(1.) This rule at the instance of judgment-debtors is directed against certain orders passed by the learned Additional Subordinate Judge of Asansol in Title Execution Case No. 43 of 1948 arising out of Money Suit No. 30 of 1944 brought by the plaintiff opposite party for recovery of Rs. 29,996-10-6 and for certain other reliefs. That suit was decreed by the learned Additional Subordinate Judge of Asansol in part for Rs. 26,666-8-3 with proportionate costs and also for half the share of the profits of the "Master Engineering Concern" a partnership business. An appeal (Appeal from Original Decree No. 334 of 1947) against that decree preferred by the present petitioners is pending in this Court. After the filing of that appeal, the judgment-debtors-petitioners filed an application in this Court for stay of the execution of the decree on the grounds inter alia that the plaintiff-opposite party was in embarrassed circumstances and an order was passed on 27th February 1948, by this Court permitting the opposite party to withdraw the money deposited in the lower Court provided that he furnished security to the satisfaction of that Court. Pursuant to that order the opposite party offered to give personal security to the extent of Rs. 29,512-14-3 and this was accepted by the learned Subordinate Judge. The judgment-debtors were dissatisfied with that order of the learned Subordinate Judge, their contention being that the order of this Court on 27th February 1948, meant security in immovable property and not personal security and they moved this Court once again (Civil Rule NO 809/48) The rule was made absolute by this Court on 10th May 1949 on the following term amongst others:
(2.) It is against the orders referred to above viz., order No. 24 dated 11th June 1949 and order No. 28 dated 17th June 1949 that the present rule has been obtained by the judgment-debtors. It has been contended on their behalf that the learned Judge did not consider properly the objections urged on their behalf and that he has failed to exercise his jurisdiction properly by simply accepting the Sheristadar's report about the valuation of the properties offered as security. On going through the records we are of opinion that the grievance of the petitioners is not without substance. Determination of the sufficiency or otherwise of security offered by the parties is a judicial act and such act has to be performed judicially. Mere acceptance of the report of a ministerial officer on the point without applying the judicial mind to the consideration of the various factors bearing on it cannot be said to be a proper or adequate performance of a judicial act. The judgment-debtors had in their petition dated 2nd June 1949 before the lower Court raised various objections to the acceptance of the security bond. Reference may, in this connection, be made specially to Paras. 4, 5, 6 and 7 of that petition. There is some reference to these objections in the Sheristadar's report dated 30th May 1949. These objections were elaborated further in Paras. 16 and 19 of the revision petition filed in this Court on 22nd June 1949. The order of the learned Judge makes it abundantly clear that he did not deal with these objections in a manner which can be said to be adequate or proper and as such we are unable to uphold that order.

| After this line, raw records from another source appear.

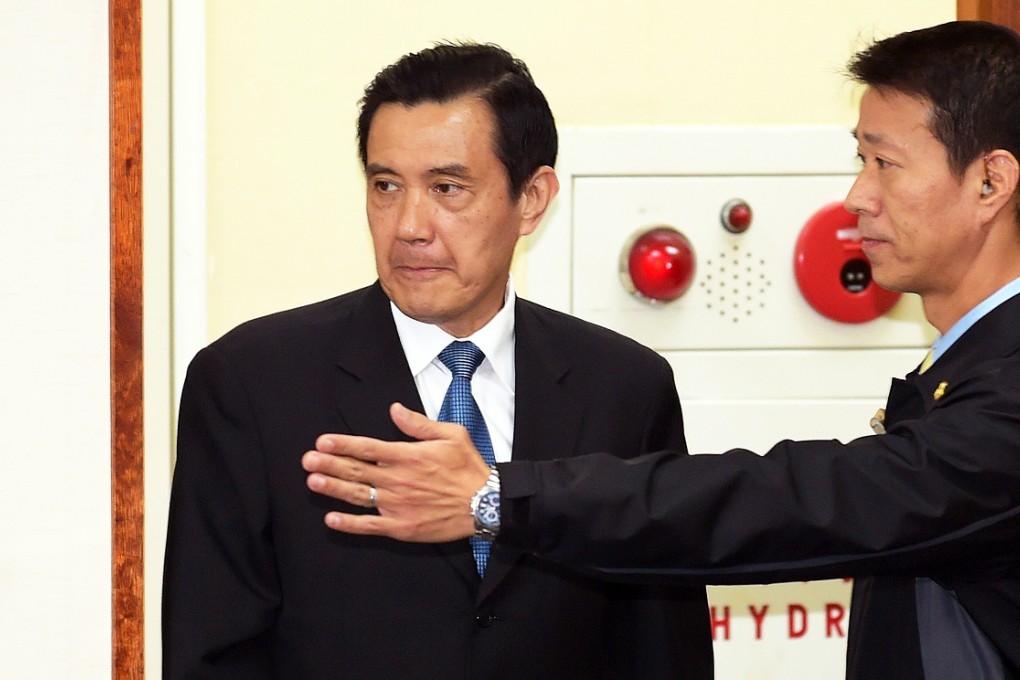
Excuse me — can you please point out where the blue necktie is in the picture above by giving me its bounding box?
[440,341,496,576]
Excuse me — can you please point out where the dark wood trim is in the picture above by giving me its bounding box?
[957,0,1020,32]
[109,0,145,680]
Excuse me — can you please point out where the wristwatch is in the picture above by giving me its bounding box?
[471,468,500,540]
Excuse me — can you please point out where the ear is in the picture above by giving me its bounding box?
[979,149,1020,217]
[520,165,560,237]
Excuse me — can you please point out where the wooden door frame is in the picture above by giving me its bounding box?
[957,0,1020,33]
[108,0,145,680]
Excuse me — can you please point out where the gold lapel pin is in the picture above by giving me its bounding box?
[871,409,885,434]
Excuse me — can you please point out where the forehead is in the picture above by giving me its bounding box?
[366,97,496,165]
[854,88,942,151]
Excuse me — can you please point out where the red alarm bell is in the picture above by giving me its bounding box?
[620,226,695,302]
[794,203,900,323]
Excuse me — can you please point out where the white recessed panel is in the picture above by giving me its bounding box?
[572,174,928,350]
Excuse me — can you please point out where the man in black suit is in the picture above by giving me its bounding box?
[305,18,1020,680]
[163,45,712,680]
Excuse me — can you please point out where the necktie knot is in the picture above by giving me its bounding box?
[440,341,486,380]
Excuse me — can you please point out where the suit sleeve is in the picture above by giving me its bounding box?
[163,349,281,680]
[500,356,1020,583]
[606,361,714,680]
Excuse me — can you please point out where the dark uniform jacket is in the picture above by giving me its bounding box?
[499,289,1020,680]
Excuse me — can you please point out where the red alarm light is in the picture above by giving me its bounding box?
[719,199,754,233]
[620,226,695,302]
[794,202,900,323]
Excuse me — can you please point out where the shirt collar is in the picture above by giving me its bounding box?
[390,276,517,390]
[931,278,1020,360]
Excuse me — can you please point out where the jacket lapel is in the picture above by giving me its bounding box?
[478,299,583,600]
[335,281,478,583]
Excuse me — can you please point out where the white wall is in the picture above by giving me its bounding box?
[0,0,111,678]
[196,0,956,338]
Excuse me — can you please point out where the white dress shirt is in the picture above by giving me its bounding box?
[390,277,517,463]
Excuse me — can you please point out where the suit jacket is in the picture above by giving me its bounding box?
[163,283,712,680]
[498,296,1020,680]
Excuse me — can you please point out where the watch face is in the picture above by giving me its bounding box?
[474,490,500,527]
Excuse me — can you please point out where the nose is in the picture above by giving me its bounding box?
[397,192,435,243]
[843,168,878,215]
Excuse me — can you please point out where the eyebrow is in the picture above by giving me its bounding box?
[850,127,885,145]
[365,163,471,179]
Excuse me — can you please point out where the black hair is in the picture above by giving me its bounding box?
[358,43,557,197]
[848,21,1020,176]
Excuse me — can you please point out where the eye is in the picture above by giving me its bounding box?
[857,153,891,170]
[432,181,463,196]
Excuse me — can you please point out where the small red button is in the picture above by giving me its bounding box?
[620,226,695,302]
[719,199,754,233]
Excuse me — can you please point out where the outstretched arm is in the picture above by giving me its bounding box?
[301,404,490,542]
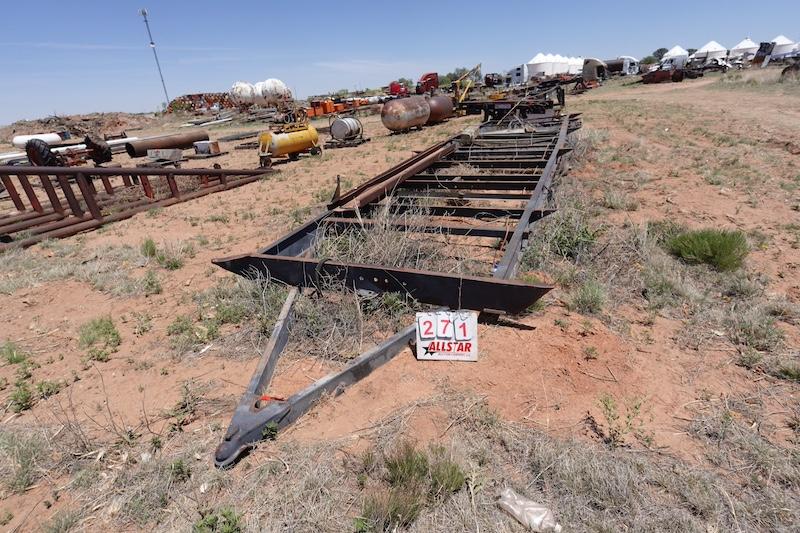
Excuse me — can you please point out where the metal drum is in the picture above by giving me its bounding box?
[331,117,362,141]
[381,96,431,131]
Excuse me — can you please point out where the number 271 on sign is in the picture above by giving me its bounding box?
[417,311,478,361]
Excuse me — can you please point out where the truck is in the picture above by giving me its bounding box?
[416,72,439,94]
[389,81,408,96]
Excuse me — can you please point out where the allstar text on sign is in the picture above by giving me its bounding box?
[417,310,478,361]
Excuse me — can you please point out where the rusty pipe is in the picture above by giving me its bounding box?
[125,130,208,157]
[343,142,455,209]
[0,172,263,251]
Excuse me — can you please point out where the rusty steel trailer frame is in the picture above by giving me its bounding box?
[213,111,580,467]
[0,166,276,247]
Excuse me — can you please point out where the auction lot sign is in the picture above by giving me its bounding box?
[417,311,478,361]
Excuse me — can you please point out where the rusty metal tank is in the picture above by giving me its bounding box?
[427,96,453,125]
[381,96,431,131]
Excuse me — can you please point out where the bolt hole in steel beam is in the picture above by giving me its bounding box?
[209,109,576,467]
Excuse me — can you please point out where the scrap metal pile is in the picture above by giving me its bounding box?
[0,166,274,251]
[209,106,580,467]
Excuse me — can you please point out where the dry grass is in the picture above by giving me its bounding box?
[3,391,800,532]
[314,198,463,272]
[0,241,153,296]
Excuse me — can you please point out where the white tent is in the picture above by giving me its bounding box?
[528,52,549,78]
[661,44,689,60]
[567,57,583,74]
[730,37,758,59]
[771,35,795,57]
[689,41,728,61]
[553,54,569,74]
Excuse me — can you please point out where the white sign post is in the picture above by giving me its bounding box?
[417,311,478,361]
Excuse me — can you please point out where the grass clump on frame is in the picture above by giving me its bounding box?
[667,228,749,272]
[139,237,195,270]
[355,441,466,532]
[78,316,122,362]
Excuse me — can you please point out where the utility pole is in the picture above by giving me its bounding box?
[139,8,169,105]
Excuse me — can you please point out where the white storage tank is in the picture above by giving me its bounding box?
[771,35,795,59]
[528,52,547,78]
[229,81,255,105]
[256,78,292,105]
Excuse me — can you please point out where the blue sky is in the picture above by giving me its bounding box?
[0,0,800,124]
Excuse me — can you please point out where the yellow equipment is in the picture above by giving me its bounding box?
[452,63,481,104]
[258,122,322,167]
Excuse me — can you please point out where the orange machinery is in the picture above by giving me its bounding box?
[306,98,369,117]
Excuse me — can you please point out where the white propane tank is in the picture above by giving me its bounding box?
[256,78,292,105]
[230,81,255,105]
[11,133,63,148]
[331,117,361,141]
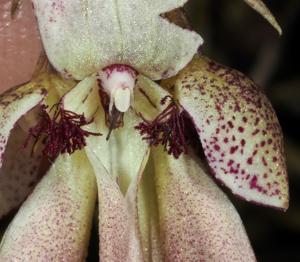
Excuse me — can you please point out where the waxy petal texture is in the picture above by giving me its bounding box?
[153,148,255,262]
[0,0,42,90]
[0,126,47,219]
[86,147,143,262]
[0,152,97,261]
[0,81,46,167]
[33,0,203,79]
[244,0,282,35]
[165,58,289,209]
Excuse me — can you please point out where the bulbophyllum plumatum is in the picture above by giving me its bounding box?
[0,0,289,262]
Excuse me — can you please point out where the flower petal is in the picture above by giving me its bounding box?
[86,147,143,262]
[153,148,255,262]
[33,0,203,80]
[136,158,164,262]
[133,75,170,120]
[0,125,48,219]
[163,57,289,209]
[0,149,97,261]
[0,0,42,90]
[244,0,282,35]
[0,79,46,167]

(3.) In the result, this rule is made absolute, the orders in question are set aside and the case is remitted to the lower Court. The learned Judge is directed to come to a proper decision on the question of the adequacy or otherwise of the security offered by the decree-holder. His attention is drawn specially to paras. 4, 5, 6, and 7 of the objection petition filed by the judgment-debtors on 2nd June 1949 as also to Paras. 16 and 19 of the revision petition filed in this Court on 22nd June 1949. The parties should be given reasonable opportunity to adduce such evidence, oral or documentary as they desire.